Andy Rachleff (Wealthfront) on coining product market fit
Original idea of product market fit came from Don Valentine at Sequoia. Eric Ries says first develop and confirm the value hypothesis (what are you building for whom and how, ie, the business model) and then the growth hypothesis.
Finding product market fit with Wealthront: After testing the market, it turned out that millenials in the asset accumulation phase (vs asset preservation like a baby boomer) with typically <$1mm to invest were the core demographic they needed to be going after. Discourages people who want to invest >$1mm from using Wealthront because they won't be delighted and will probably spread a poor message.
Product market fit is when you have exponential organic growth. Advertising can make you think you're doing well when actually you're not. So word of mouth is a true indicator. Delight is the greatest simulus for virality.

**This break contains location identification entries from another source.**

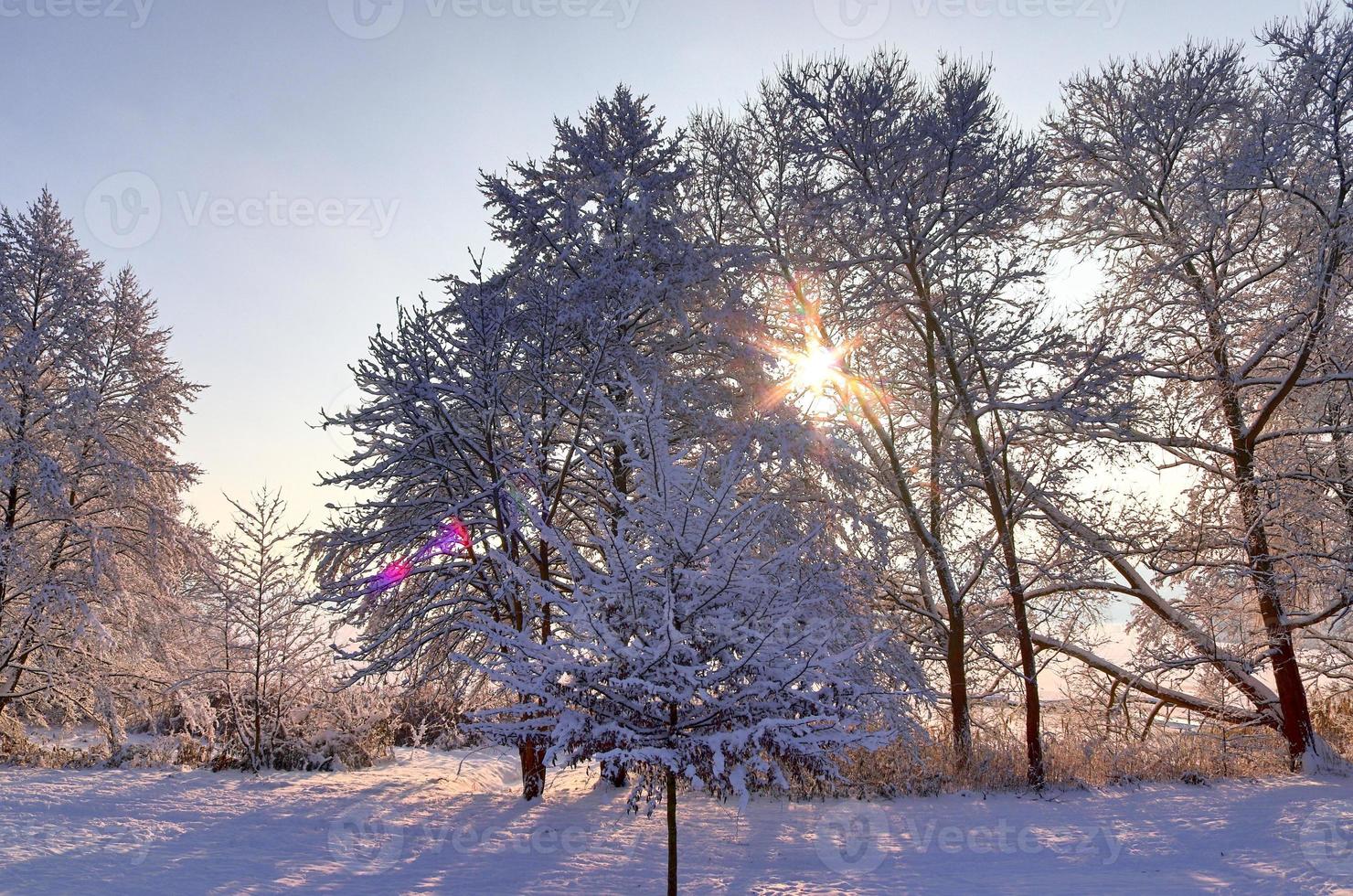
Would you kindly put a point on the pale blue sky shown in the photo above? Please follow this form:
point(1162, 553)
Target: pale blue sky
point(307, 176)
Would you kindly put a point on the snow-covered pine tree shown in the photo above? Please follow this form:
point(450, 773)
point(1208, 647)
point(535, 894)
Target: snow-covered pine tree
point(487, 411)
point(272, 661)
point(702, 636)
point(90, 487)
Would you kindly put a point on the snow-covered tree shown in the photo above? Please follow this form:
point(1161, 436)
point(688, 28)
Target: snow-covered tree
point(91, 529)
point(485, 411)
point(1220, 199)
point(272, 664)
point(701, 636)
point(897, 216)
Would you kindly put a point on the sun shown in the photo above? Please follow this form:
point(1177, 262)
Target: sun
point(816, 367)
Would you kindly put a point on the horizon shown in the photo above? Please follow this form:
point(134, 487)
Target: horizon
point(283, 208)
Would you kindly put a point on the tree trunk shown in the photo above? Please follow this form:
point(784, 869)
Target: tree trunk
point(1287, 674)
point(954, 656)
point(614, 773)
point(532, 769)
point(671, 833)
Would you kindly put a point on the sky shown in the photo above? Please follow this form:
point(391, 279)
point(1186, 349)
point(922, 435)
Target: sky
point(279, 172)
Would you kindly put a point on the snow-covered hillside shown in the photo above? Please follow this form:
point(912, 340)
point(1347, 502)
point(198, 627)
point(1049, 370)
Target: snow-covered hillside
point(453, 822)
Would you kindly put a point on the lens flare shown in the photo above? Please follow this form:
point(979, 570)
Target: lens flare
point(451, 536)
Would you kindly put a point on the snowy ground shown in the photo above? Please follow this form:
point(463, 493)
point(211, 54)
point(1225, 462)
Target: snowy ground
point(433, 822)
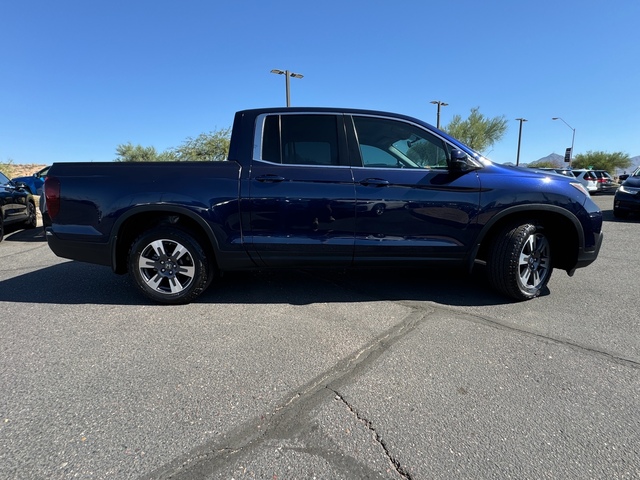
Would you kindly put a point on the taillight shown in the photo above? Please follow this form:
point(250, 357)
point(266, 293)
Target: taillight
point(52, 195)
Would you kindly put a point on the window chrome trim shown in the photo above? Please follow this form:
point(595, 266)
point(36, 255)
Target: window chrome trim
point(258, 133)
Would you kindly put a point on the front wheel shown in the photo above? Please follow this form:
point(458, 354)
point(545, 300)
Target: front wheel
point(168, 265)
point(520, 261)
point(620, 213)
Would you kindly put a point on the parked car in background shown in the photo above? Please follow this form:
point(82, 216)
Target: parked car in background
point(605, 181)
point(627, 199)
point(567, 172)
point(33, 182)
point(587, 178)
point(16, 204)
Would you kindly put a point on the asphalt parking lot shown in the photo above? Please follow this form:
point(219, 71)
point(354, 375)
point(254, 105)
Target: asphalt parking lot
point(364, 374)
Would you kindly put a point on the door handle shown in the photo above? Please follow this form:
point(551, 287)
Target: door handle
point(270, 178)
point(374, 182)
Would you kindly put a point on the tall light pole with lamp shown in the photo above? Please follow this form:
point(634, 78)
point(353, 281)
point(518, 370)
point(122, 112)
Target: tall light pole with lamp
point(440, 104)
point(521, 120)
point(287, 74)
point(572, 138)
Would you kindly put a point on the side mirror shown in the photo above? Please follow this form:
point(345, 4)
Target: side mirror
point(21, 186)
point(459, 161)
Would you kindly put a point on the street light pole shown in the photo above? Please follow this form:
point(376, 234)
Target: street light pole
point(440, 104)
point(287, 74)
point(521, 120)
point(573, 137)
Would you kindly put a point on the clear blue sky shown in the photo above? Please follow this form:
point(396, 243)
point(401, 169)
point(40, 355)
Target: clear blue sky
point(79, 77)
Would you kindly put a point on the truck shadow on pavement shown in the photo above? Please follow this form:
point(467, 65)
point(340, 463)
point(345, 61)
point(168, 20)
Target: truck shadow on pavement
point(70, 282)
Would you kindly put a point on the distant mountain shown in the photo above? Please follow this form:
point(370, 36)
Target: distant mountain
point(559, 161)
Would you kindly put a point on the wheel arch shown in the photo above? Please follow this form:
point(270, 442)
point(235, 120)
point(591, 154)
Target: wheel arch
point(137, 220)
point(562, 228)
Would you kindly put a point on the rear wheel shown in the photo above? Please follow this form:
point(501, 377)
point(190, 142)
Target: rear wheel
point(520, 261)
point(168, 265)
point(32, 219)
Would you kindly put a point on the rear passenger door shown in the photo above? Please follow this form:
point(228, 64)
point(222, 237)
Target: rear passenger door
point(302, 195)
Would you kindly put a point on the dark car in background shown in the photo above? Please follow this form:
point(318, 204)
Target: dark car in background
point(33, 182)
point(16, 205)
point(627, 199)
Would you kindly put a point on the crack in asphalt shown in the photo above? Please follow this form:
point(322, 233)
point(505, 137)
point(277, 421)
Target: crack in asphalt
point(287, 419)
point(369, 425)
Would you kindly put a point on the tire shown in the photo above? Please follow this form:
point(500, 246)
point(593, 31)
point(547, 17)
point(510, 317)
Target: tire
point(168, 265)
point(32, 221)
point(620, 213)
point(378, 209)
point(519, 263)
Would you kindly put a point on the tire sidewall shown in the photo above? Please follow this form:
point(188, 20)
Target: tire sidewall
point(201, 265)
point(504, 267)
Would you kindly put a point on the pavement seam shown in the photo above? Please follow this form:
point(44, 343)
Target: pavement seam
point(493, 323)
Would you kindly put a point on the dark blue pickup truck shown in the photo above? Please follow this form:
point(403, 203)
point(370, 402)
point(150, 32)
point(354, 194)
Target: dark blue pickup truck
point(322, 187)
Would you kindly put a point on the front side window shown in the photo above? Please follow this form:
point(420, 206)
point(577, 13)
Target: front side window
point(386, 143)
point(300, 139)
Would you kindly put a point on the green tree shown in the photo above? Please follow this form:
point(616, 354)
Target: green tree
point(137, 153)
point(212, 146)
point(601, 160)
point(477, 131)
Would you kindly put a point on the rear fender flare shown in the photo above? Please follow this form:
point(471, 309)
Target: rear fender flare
point(169, 210)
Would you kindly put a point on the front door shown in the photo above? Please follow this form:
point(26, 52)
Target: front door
point(410, 206)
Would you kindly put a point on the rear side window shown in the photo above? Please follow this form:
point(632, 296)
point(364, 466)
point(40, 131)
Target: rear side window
point(300, 139)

Wealthfront went from $0- $1bn AUM in 3 years. Went from $1bn- $10bn AUM in 3 years. Expects to go from $10bn AUM to $100bn AUM also in 3 years.

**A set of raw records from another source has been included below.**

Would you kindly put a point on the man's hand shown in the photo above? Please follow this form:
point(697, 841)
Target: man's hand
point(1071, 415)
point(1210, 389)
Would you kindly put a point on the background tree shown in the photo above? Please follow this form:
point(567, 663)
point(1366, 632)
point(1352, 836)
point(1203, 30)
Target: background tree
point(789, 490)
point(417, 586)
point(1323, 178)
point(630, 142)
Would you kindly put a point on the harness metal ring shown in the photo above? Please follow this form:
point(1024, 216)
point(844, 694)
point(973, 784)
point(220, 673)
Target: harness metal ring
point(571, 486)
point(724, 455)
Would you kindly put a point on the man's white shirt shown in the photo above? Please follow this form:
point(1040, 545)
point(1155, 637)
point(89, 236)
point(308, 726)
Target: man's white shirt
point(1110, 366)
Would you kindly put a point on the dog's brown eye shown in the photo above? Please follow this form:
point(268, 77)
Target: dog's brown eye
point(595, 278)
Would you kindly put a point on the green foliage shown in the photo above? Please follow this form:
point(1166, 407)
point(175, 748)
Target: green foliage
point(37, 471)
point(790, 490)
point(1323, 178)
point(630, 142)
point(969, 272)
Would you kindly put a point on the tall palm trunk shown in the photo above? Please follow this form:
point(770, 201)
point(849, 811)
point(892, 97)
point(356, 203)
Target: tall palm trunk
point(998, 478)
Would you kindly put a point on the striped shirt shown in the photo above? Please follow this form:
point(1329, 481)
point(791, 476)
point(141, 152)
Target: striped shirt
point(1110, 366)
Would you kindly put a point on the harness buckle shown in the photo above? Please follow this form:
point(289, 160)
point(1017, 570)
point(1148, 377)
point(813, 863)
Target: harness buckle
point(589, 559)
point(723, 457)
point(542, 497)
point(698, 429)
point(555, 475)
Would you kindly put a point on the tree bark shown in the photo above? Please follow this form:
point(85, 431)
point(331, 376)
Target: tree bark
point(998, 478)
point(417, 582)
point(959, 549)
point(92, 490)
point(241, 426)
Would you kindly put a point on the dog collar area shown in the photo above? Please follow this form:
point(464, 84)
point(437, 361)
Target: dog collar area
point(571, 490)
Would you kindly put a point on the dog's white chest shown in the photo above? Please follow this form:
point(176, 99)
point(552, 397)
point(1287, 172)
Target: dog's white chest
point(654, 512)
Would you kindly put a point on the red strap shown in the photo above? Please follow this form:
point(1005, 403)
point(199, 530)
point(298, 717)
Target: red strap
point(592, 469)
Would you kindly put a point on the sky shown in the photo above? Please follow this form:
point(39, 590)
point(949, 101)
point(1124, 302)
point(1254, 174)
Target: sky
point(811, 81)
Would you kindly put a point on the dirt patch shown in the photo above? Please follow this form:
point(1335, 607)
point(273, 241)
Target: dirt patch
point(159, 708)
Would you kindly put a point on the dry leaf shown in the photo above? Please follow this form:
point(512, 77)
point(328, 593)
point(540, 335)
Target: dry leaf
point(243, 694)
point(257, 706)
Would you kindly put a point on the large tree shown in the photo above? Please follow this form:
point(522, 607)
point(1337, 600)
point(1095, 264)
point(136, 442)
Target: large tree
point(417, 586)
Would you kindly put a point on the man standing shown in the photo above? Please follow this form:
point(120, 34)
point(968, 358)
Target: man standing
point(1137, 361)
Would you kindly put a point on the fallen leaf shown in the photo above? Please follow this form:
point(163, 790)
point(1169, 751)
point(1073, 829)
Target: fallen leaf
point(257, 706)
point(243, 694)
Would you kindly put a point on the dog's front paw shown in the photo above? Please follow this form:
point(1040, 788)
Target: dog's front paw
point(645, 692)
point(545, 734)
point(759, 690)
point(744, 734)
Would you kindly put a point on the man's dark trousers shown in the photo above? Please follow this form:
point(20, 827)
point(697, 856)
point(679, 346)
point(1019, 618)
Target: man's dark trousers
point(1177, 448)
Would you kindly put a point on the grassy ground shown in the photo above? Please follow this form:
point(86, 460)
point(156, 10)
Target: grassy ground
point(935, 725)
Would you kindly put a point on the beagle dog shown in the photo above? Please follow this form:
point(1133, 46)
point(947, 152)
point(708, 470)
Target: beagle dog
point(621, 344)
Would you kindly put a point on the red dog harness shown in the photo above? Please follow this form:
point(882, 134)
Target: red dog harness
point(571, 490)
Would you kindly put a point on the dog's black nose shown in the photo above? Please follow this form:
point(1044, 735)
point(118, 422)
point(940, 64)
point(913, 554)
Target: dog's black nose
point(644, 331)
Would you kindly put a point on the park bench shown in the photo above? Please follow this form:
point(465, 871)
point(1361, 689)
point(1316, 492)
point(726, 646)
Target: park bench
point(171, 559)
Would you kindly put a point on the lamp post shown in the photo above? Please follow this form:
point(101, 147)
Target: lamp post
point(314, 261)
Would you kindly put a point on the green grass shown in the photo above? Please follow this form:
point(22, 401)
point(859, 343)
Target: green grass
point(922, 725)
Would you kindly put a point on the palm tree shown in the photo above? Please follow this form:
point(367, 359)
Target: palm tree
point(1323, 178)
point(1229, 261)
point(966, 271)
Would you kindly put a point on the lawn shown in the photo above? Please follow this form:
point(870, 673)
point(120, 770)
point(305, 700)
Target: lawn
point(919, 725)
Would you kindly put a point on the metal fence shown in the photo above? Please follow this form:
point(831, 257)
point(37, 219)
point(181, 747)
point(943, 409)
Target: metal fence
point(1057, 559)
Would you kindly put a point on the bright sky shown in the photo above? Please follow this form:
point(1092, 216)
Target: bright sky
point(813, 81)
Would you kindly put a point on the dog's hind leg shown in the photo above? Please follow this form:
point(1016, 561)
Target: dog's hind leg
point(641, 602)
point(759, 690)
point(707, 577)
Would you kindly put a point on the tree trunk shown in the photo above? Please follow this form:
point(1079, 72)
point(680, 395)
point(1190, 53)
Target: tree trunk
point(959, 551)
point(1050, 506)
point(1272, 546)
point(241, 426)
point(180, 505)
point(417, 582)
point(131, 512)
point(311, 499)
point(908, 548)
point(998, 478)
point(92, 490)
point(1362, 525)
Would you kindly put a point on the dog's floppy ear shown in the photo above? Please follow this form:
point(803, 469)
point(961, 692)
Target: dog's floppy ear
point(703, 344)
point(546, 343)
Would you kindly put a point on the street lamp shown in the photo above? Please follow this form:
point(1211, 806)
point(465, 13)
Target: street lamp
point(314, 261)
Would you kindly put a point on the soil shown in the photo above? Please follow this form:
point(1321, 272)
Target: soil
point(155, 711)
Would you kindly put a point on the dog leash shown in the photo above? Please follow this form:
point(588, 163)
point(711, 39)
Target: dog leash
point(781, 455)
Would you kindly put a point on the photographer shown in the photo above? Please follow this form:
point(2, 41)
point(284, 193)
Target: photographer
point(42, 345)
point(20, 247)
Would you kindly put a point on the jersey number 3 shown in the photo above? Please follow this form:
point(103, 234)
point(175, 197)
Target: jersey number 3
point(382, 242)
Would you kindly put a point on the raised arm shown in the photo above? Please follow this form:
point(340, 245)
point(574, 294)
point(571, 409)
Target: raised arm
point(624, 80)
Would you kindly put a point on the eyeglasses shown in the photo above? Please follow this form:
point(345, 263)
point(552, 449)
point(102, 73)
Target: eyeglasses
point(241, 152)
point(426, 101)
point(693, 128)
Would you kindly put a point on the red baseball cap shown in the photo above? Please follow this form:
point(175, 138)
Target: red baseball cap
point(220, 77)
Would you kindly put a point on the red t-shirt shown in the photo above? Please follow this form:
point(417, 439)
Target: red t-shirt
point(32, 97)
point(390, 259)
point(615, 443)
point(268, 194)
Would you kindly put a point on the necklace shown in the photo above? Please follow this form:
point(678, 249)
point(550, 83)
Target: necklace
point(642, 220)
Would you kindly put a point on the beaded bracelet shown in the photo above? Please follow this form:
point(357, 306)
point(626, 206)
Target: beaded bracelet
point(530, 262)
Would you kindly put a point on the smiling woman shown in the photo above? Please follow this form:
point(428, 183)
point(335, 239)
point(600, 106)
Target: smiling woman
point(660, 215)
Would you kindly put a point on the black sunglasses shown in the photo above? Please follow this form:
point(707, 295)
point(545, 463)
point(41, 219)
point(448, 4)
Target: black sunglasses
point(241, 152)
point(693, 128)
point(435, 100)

For a startup to be successful it has to be non consensus. Not unlike investing. Don't track the percentage of experiments that fail, but the magnitude of the ones that do work out. Investing idol is Howard Marks, Oaktree Capital (distressed debt). Famous for his 2x2 matrix: right or wrong on one axis, and, consensus or not consensus on the other. Only way to make money is be right and non consensus.

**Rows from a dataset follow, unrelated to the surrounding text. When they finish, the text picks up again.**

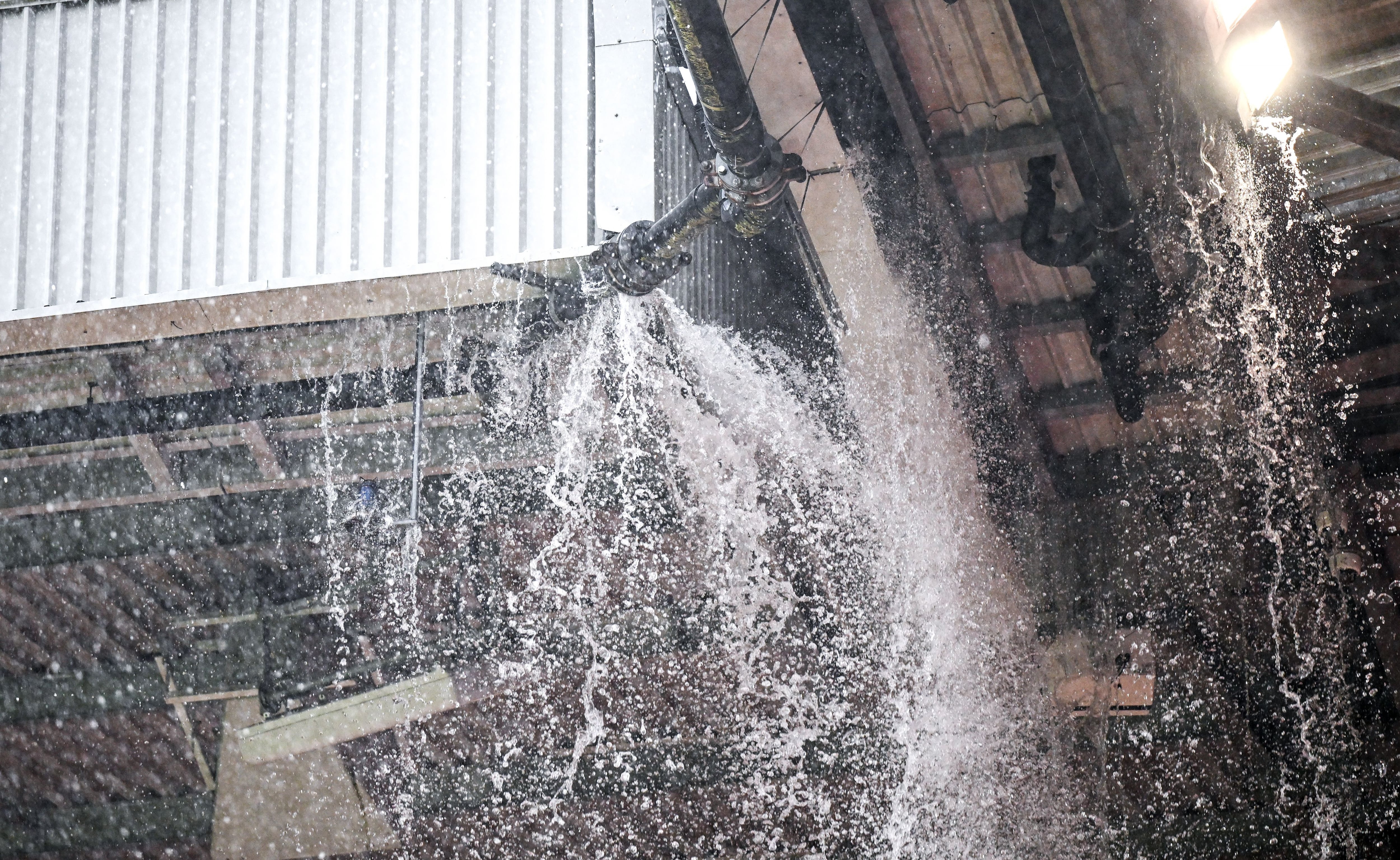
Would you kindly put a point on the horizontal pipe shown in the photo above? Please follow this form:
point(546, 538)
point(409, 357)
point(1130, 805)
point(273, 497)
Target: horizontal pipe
point(670, 234)
point(1074, 111)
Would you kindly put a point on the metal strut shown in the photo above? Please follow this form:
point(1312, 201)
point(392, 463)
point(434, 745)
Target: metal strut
point(421, 348)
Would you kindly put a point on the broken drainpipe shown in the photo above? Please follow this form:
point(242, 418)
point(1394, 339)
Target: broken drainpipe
point(1128, 311)
point(741, 187)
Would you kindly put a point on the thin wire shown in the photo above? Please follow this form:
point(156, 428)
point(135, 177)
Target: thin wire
point(750, 19)
point(801, 118)
point(814, 129)
point(762, 43)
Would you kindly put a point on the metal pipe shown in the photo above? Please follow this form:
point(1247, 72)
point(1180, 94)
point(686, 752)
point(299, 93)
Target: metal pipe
point(421, 348)
point(1074, 111)
point(731, 118)
point(741, 188)
point(1126, 313)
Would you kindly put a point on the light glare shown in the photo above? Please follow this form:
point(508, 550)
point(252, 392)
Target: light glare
point(1261, 65)
point(1231, 12)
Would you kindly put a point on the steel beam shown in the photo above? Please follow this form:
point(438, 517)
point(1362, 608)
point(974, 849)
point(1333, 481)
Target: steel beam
point(1342, 111)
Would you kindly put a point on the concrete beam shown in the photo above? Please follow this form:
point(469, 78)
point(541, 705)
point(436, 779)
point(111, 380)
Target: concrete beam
point(1020, 143)
point(271, 303)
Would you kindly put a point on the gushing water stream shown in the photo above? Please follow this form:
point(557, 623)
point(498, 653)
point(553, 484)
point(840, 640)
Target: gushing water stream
point(850, 660)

Wealthfront found its 2nd product market fit for its automated planning product 5 years after launching the original investing product.
Pivoting is iterating on the market (the who), not the what. Adding features that someone can use is not pivoting.
Going public is great for growth, it's the best free advertising. Still run the company like it's a private company, ie, without needing to focus on quarterly earnings. The transparency is good for trust businesses like fintech.